佐久間良子見たさにこの映画を見た。主演は渥美清。封切りは昭和42年6月とパッケージに書いてある。もしかしたら松竹の「男はつらいよ」シリーズとバッティングしているのではないか、とネットで検索してみたら、こちらのスタートは昭和44年。渥美清主演シリーズを始めたのは東映の方が先だったのか。
瀨川監督の映画は1本も見たことがない。監督協会などでお目にかかったこともない。『喜劇 急行列車』を拝見する限り、真面目な方のようだ。生真面目すぎる人には喜劇は向いていないのだろうか。いやそんなことはない。「男はつらいよ」シリーズをたくさん撮られた山田監督はどこをさがしてみても不良っぽさのかけらもない方のようだし森﨑東監督とはなんどかお酒をご一緒したが喜劇よりシリアスな映画をお撮りになるほうが似合っていそうな雰囲気の方だ。
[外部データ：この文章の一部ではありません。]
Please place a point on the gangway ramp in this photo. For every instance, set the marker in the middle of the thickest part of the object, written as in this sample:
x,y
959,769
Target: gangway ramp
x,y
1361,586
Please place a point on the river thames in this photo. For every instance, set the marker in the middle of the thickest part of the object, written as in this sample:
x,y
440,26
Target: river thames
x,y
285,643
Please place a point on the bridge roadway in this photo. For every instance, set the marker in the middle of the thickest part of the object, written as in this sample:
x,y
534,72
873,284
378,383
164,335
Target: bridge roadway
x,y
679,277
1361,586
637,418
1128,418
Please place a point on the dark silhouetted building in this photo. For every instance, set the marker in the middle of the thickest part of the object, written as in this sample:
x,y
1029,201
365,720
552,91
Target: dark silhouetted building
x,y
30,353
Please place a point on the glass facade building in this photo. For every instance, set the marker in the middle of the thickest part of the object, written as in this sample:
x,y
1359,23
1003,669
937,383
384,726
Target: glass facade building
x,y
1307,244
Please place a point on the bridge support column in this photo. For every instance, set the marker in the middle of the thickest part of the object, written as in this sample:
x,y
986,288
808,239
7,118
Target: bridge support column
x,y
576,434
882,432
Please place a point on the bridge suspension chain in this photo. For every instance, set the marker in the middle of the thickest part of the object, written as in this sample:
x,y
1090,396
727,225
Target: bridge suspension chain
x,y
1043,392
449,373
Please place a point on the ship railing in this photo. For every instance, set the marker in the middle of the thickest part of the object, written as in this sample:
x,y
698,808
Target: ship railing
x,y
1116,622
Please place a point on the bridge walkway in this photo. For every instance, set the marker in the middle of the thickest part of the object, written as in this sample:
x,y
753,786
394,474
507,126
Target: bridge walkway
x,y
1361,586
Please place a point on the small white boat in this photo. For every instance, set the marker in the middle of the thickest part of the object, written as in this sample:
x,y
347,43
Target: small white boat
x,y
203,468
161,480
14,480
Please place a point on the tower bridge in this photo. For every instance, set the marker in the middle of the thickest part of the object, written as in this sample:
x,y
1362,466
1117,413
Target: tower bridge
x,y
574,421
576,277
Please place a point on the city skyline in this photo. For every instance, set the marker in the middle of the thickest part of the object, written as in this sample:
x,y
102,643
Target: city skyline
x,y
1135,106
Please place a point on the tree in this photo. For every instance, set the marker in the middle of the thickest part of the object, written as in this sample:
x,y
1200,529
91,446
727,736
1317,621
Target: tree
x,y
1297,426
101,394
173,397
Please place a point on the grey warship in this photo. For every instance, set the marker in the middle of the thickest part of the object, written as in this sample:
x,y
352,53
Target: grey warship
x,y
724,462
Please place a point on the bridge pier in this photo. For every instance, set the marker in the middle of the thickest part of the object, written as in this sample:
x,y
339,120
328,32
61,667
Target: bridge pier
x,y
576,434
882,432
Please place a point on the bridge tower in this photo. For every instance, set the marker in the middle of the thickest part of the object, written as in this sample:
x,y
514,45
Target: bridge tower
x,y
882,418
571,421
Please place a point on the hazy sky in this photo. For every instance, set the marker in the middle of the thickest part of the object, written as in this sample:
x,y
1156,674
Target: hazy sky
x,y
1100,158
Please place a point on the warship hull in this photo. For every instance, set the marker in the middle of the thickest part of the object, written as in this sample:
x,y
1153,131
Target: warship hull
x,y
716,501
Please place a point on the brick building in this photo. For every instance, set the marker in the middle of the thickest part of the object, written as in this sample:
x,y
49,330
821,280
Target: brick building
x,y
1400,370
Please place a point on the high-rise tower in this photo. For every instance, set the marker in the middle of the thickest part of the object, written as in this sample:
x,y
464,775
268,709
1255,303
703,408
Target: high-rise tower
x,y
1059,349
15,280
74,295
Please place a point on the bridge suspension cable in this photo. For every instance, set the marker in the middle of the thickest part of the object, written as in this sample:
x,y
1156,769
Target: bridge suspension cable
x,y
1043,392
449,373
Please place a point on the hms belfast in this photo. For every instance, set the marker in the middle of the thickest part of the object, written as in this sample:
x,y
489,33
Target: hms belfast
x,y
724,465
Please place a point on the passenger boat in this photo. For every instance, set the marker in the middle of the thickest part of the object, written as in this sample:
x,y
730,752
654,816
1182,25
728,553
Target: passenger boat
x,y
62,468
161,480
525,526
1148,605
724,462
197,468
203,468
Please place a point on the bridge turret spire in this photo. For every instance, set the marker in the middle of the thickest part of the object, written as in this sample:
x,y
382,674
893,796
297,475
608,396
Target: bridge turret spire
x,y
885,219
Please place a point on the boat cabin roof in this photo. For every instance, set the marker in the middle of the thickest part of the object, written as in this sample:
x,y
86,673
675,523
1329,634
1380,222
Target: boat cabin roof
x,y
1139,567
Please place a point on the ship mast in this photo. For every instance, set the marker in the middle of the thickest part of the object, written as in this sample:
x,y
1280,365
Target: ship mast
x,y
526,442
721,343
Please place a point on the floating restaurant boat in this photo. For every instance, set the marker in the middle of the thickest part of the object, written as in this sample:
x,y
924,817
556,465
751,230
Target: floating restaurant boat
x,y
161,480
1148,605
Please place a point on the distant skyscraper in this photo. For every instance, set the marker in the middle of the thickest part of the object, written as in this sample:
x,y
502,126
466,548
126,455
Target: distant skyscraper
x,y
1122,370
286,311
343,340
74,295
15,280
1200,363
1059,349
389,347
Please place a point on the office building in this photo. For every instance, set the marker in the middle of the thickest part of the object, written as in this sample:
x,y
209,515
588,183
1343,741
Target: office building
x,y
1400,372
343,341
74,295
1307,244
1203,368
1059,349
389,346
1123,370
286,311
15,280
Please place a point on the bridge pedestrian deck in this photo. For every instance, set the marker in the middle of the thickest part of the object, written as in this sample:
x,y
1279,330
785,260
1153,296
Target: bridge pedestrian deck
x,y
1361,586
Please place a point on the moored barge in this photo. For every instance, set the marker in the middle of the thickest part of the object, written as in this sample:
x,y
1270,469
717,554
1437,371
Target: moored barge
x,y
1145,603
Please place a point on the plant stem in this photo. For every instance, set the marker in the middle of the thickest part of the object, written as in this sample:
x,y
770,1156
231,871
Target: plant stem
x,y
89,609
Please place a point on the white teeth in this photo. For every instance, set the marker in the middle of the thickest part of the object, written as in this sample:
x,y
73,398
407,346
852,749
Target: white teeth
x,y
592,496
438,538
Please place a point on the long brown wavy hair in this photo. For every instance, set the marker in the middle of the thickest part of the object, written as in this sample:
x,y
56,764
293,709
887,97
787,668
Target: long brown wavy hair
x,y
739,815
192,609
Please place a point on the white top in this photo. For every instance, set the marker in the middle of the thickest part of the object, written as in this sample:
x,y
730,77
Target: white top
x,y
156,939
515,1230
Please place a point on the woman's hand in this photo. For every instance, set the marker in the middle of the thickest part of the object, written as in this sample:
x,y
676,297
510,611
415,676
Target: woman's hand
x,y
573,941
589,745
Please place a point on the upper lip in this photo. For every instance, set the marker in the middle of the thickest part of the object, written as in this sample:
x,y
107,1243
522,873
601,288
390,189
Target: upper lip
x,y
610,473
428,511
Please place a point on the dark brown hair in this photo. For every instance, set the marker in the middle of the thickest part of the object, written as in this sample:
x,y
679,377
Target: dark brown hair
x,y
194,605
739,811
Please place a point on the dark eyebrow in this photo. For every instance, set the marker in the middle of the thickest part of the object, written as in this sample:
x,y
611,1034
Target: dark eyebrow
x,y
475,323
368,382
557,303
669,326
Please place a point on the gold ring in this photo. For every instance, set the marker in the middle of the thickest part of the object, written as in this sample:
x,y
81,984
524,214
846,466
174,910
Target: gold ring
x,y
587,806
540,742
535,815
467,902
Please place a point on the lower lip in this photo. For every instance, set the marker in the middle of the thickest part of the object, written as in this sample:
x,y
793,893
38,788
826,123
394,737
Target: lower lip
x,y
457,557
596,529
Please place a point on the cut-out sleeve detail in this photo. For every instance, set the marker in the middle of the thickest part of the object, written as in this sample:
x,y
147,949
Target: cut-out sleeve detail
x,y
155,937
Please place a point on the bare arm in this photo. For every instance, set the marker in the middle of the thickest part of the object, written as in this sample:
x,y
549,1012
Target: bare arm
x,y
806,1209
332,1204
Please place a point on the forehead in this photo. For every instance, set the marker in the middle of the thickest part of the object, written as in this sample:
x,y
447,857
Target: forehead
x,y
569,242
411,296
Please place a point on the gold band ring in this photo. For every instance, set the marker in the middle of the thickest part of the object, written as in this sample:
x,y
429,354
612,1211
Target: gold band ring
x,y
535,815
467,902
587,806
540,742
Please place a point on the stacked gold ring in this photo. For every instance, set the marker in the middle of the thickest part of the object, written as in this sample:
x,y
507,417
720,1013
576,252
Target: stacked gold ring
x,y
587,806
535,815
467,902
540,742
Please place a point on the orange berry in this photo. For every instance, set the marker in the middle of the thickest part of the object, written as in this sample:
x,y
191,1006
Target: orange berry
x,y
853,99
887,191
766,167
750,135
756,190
まわりくどい言い方はやめてストレートに感想を述べると途中で何回もDVDをとめようとした。脚本が舟橋和郞(作家・舟橋聖一の弟さん)氏なので「お勉強」のつもりで最後まで見た。というのも舟橋氏『シナリオ作法四十八章』をわたしは何度も読み返しシナリオの授業では教科書としても使わせていただいたことがあるにも関わらず氏がお書きになった脚本の映画はたぶん1本も見ていなかった。
『シナリオ作法四十八章』を思い浮かべながらなんとか最後まで見ることができました。